GAFAを中心とするプラットフォーム企業がグローバルにビジネスを拡大し、ITビジネスを超えて仮想通貨など金融などへも大きな影響を及ぼしていることはすでに知られています。GAFAはビジネスプラットフォームであるばかりでなく、通販、ECのビジネスモデルを改革する支援を行う枠組みであることを考えれば、その収益の配分をめぐる主導権の争いであるともいえます。いわば、これらのGAFAIT企業である以上に、システム開発をめぐる大きなテーマをも提起しているのです。
しかし、アマゾンのAWS、グーグルのApps、マイクロソフトのazureなど、クラウドを基礎とした開発プラットフォームの存在が、無視することができないようになってきています。それをうまく活用することが、私たちのシステム開発ビジネスの生産性向上、付加価値増大に結びつくと感じられるようになってきました。
私たちのITビジネス、とりわけシステム開発受託ビジネスはというビジネスの収益構造を大きく変える要素と、考えるべきでしょう。かつて、私たちは銀行の勘定系オンラインをアセンブラー言語でコーディングしてきました。通信モニター、ファイル制御などのプログラムを、まさしく高速なレスポンスを確保すべく、また、ファイル容量の制約の範囲で収まるように書き込んだ時代がありました。
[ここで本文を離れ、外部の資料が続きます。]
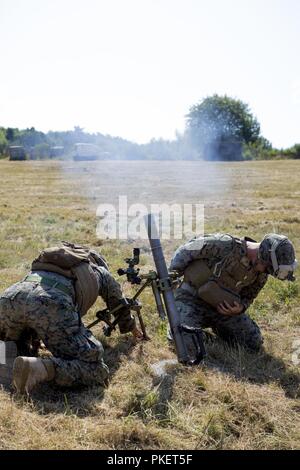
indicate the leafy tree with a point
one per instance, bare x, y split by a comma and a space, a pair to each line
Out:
10, 134
219, 126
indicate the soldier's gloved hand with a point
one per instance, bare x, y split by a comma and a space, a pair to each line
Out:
230, 310
137, 333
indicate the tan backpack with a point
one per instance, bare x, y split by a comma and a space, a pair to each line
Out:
74, 262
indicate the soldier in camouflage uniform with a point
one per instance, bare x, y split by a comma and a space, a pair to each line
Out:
45, 303
215, 266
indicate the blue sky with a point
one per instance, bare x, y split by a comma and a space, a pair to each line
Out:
133, 68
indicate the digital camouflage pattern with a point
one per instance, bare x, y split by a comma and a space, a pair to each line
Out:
235, 271
53, 315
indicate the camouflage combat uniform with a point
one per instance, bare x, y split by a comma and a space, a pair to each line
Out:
218, 249
53, 315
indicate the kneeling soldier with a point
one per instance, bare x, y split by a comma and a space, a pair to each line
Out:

思えばコンピュータの黎明期、1964年の東京オリンピックのために開発された成績集計システムが三井銀行のオンラインシステムで使われたといわれています。一見奇妙に見えますが、成績集計という業務アプリではなく遠隔地からデータを収集するオンライン制御プログラムを転用したのだと理解できます。それまでのバッチシステムというジョブ制御の仕組みを、トランザクション処理という新たなシステムに変える稼働したのだと理解できますし、データベースシステムの走りである排他制御を行うファイル制御プログラムだと推察できます。1970年代の銀行オンラインステム全盛の時代は、アセンブラー言語を駆使して、限られた資源で求める高速なレスポンスを実現してきました。しかし、その結果、このシステムを基礎とした開発管理、運用管理はおそらく、近年の銀行統合にも大きな影響を及ぼし、勘定系システムの統合、移行に際して、膨大な期間と工数、費用とリスクを要することになったことは明らかです。
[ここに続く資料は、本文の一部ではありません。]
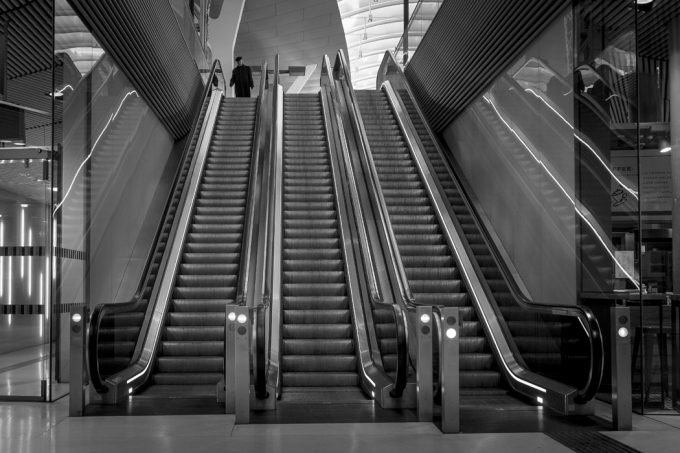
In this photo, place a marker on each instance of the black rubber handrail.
(406, 301)
(585, 316)
(135, 303)
(249, 243)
おそらくは、開発環境、運用環境というプラットフォームの変更改善なしに、少しずつ、手直しを繰り返した結果であることが想像できます。新しいビジネスモデル、新サービス、に対応するシステム変更、容量増加に抜本的なプラットフォーム改築をしなかった「つけ」が来ていると、簡単にス増できます。新たに作り直す方がよほど効率的であったとおそらくは知っていても、判断できなかった組織の意思決定ガバナンスの問題があったと、判断することは容易です。プラットフォームの改革なしに、システムを使い続けることが企業にとって大きな損失につながるのだという壮大な実験をしてきたように見えます。
私たちは、この50年間の技術革新をとらえた開発環境、運用環境をすでに手にすることができています。プラットフォームの各レイヤーでの進化は、全体に影響を及ぼすことなく、その進化を取り入れています。全体最適を維持しながら、各レイヤの進化をとりいれ、改善することが可能になってきました。
かつてロックインが声高に叫ばれました。しかし、今や、DBMSであろうと、ERPであろうと、下手な小細工をしなければ、プログラムの大幅な変更なく、新しい環境に適合し、新たな経営戦略を支援できるようになりました。しかし、インターオペラビリティ、企業間の業務連携、そしてAPIで、異なるシステム間をつなぐことは今や、普通のことになってきました。
かつて、IBMコンピュータ、SAP R3など囲い込みを差別化の道具にしてきました。しかし、もはや遠い時代となりました。選択権が利用者に戻ってきたのです。ユーザーが多様なツールを選び、それらをプラットフォームとして開発運用する時代になりました。